This weekend, I was helping a friend and fellow musician harvest the grapes in his vineyard south of Portland, OR in the Willamette Valley. Growing up in the Midwest, I had a lot of experience with corn, but this was my first grape harvest. It was a beautiful fall day, and there was a big crowd of volunteers out there in the valley field.

The fellow in the next row, striking up a conversation, asked me what I do for a living. I told him I am in transportation software. He asked: “How many jobs have you destroyed?

Wow. I was flustered, but I tried to explain that our company provides tools that help small businesses to be more competitive. When small businesses are successful, they tend to create jobs. When the tools change, the jobs evolve, but individuals who master the new techniques can be more productive, more satisfied, and often they get paid more, too.

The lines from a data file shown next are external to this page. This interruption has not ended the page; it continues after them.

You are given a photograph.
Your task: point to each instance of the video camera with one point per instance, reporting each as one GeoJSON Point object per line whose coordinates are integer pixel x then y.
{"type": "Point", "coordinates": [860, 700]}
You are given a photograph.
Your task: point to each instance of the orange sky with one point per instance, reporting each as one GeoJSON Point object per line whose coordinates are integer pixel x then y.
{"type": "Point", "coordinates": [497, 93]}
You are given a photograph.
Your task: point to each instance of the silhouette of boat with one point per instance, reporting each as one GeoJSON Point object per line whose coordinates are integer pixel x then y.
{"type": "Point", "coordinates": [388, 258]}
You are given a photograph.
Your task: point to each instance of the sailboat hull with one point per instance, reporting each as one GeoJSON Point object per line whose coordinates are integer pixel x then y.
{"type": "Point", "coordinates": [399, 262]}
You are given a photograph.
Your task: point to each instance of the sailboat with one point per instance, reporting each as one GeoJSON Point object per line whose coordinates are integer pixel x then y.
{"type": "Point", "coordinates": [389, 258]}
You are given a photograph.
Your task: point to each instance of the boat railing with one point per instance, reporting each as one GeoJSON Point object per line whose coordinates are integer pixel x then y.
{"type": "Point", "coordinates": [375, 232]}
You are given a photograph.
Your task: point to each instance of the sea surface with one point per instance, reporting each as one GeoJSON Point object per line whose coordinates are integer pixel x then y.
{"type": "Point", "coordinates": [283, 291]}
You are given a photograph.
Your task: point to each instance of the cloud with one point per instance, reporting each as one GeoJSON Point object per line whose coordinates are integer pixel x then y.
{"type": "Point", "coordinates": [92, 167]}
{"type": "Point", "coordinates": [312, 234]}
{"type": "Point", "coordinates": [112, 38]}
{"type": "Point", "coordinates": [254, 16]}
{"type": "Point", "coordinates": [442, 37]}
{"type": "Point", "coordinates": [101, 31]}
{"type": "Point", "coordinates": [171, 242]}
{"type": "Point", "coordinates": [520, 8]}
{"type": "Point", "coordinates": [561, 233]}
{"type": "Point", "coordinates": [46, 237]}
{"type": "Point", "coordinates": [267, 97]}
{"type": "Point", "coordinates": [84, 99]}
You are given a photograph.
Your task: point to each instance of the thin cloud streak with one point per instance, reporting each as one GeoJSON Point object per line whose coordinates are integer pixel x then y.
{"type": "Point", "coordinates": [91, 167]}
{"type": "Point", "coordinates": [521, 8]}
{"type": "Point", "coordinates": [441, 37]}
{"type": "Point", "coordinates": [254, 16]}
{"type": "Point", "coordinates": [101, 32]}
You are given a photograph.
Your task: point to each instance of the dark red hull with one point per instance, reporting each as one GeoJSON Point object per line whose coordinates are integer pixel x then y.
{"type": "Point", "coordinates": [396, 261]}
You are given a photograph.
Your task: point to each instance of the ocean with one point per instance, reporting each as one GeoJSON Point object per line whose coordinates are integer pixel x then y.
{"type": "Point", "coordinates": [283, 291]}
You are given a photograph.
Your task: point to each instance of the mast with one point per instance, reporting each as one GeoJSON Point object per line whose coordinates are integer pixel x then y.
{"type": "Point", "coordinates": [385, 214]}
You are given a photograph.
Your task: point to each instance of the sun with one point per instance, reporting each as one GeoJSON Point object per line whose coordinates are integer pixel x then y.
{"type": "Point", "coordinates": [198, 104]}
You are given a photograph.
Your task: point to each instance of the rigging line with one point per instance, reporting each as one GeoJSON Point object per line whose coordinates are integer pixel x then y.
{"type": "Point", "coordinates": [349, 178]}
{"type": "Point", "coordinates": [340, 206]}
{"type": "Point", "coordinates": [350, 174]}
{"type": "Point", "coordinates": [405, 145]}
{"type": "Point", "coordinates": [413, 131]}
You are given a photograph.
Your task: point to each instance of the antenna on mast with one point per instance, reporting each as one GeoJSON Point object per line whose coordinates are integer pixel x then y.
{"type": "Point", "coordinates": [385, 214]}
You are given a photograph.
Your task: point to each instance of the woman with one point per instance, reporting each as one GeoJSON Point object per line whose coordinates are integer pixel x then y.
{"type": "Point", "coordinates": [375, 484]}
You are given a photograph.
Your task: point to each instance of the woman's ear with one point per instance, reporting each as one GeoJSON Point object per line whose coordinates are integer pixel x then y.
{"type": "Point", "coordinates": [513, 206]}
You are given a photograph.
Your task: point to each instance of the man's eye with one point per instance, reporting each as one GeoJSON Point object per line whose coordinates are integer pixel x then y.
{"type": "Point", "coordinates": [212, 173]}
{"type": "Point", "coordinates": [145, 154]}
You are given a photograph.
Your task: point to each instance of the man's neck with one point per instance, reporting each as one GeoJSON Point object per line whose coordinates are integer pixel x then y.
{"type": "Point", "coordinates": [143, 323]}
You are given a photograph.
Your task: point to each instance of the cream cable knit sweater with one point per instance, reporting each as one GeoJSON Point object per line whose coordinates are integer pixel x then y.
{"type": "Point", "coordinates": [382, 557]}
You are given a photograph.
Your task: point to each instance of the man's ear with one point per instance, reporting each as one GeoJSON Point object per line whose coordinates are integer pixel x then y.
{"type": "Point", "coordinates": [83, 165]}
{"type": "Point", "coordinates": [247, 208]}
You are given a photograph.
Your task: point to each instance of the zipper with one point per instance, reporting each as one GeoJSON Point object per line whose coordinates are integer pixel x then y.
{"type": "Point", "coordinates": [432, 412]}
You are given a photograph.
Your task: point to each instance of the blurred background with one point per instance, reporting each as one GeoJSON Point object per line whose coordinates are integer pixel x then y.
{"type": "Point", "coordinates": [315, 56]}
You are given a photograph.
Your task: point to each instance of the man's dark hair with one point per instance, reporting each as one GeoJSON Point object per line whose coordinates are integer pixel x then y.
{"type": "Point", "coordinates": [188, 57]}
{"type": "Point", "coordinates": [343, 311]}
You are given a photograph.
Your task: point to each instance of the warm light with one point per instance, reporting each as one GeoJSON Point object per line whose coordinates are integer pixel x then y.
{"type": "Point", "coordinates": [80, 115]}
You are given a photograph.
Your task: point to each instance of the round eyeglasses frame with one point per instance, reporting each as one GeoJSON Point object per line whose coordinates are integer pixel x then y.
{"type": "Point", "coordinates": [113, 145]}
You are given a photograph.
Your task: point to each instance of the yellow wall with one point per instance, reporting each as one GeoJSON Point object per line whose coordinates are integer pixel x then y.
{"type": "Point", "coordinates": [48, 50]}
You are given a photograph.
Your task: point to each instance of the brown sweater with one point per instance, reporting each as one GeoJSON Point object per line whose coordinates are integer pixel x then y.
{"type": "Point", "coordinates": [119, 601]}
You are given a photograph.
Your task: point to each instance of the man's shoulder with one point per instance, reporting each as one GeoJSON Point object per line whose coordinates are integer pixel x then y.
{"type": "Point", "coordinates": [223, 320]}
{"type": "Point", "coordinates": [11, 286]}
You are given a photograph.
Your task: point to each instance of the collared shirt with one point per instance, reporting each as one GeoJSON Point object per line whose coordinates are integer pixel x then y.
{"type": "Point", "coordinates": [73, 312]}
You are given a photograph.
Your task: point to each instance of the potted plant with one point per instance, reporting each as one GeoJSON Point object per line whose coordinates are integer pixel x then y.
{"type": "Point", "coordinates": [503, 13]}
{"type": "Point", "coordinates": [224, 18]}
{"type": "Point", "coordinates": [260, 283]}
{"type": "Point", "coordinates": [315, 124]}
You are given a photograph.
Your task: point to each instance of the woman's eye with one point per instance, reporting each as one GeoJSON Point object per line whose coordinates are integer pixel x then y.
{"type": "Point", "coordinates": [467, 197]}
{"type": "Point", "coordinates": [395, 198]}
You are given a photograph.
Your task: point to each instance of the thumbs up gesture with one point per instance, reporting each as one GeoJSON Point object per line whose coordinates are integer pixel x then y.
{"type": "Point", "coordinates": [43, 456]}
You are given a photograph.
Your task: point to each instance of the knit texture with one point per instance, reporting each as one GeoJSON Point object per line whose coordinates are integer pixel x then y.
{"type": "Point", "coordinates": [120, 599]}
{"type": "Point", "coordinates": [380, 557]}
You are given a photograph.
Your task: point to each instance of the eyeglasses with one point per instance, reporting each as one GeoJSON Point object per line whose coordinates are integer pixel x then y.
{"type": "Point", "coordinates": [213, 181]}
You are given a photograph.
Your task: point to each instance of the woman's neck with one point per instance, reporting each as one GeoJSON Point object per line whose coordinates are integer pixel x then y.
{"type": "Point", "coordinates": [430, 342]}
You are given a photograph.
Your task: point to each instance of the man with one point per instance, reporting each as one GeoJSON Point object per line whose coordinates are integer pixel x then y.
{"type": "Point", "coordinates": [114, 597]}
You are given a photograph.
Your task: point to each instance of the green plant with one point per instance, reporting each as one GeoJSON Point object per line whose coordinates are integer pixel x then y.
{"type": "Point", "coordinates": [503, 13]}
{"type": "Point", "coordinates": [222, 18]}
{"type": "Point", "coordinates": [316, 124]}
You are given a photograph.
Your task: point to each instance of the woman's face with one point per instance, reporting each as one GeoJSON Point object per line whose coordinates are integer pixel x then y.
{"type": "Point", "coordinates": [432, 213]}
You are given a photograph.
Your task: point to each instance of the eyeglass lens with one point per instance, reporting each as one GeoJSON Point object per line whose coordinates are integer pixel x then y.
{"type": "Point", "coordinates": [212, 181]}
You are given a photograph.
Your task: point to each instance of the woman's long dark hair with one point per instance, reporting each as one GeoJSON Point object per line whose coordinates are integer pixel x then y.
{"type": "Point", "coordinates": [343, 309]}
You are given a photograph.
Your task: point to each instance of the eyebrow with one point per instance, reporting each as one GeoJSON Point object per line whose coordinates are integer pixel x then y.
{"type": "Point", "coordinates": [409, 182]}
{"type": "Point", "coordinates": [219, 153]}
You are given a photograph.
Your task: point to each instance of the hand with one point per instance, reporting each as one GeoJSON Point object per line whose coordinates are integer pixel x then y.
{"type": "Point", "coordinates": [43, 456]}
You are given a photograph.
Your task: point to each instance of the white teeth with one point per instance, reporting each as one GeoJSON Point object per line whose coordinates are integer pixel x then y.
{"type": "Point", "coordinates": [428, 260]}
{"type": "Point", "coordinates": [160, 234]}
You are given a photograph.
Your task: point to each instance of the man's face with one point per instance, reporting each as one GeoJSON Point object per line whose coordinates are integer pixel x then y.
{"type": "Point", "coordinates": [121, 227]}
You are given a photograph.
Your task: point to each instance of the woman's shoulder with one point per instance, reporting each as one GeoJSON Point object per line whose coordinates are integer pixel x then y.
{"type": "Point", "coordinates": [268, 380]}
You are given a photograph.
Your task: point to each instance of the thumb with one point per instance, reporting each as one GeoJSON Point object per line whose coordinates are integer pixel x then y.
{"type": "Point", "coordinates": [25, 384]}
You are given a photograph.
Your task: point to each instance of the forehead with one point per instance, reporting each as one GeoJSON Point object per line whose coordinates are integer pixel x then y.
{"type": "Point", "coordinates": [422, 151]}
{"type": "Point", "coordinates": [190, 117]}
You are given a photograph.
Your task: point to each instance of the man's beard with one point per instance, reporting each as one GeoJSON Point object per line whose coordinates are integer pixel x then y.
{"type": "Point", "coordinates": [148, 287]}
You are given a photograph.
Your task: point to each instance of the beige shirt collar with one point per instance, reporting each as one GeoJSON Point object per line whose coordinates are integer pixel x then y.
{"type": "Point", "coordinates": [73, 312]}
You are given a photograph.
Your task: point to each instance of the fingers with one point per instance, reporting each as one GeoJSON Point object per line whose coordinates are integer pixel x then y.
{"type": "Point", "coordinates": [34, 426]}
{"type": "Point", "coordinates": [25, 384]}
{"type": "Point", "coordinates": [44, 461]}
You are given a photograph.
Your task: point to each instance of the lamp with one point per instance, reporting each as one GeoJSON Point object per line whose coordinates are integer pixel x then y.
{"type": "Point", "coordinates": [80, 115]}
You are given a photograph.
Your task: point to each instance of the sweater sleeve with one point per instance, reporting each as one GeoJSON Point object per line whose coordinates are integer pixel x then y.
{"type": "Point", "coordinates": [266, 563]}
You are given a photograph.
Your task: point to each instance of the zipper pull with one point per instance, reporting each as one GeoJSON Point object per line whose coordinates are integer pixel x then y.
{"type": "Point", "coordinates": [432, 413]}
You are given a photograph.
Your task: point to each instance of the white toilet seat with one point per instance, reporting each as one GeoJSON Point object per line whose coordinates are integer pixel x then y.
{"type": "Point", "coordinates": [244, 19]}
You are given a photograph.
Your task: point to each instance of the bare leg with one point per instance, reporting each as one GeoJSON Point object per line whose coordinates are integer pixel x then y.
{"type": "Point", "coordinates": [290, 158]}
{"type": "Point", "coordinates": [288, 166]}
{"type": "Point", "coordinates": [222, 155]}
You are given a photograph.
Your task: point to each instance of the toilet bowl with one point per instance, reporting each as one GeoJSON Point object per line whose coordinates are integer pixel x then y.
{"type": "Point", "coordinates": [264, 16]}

I’ve been in the transportation industry for many years, and I’ve used all kinds of tools. When I started out, I analyzed rates and routes with an IBM PC with 640K RAM. Back then, only a really big company would have a transportation management system, running on an IBM System 34/36 and load boards using DAT truck stop monitors were just beginning to catch on. Brokers spent the entire day on the phone and a fax machine was the most important piece of equipment in any office. Now I hear that some of our customers distribute smart phones and tablet computers to their sales and operations teams, and those dedicated employees are busy moving freight on the weekends, on the sidelines at their kids’ soccer games.

The fact is that over the years I’ve seen jobs with titles like “traffic manager” and “rate clerk” completely disappear. Now we have “Logistics Engineers”, “Supply Chain Managers” and “Directors of Information Technology”. Freight spend is managed by the purchasing group and more often than not is outsourced to a third-party logistics provider (3PL). Truck driving hasn’t changed as much and we need drivers now as much as ever. What has changed is that instead of laying a driver over, or a driver spending precious time looking for a pick-up or delivery location, the dispatcher can locate a compatible load within minutes using DAT load boards and dispatch the driver to the precise location using GPS technology. This type of advance has allowed us to move goods more efficiently, so that today record amounts of freight traverse North America.

So, from that Willamette Valley vineyard, I bring you a new question: How many jobs did your company destroy create this year? Are we better off with sophisticated tools and management software? Are any of you actually disappointed your life is not about sitting on hold, trying to make a delivery appointment at a grocery distribution center, or spending hours each day feeding the fax machine?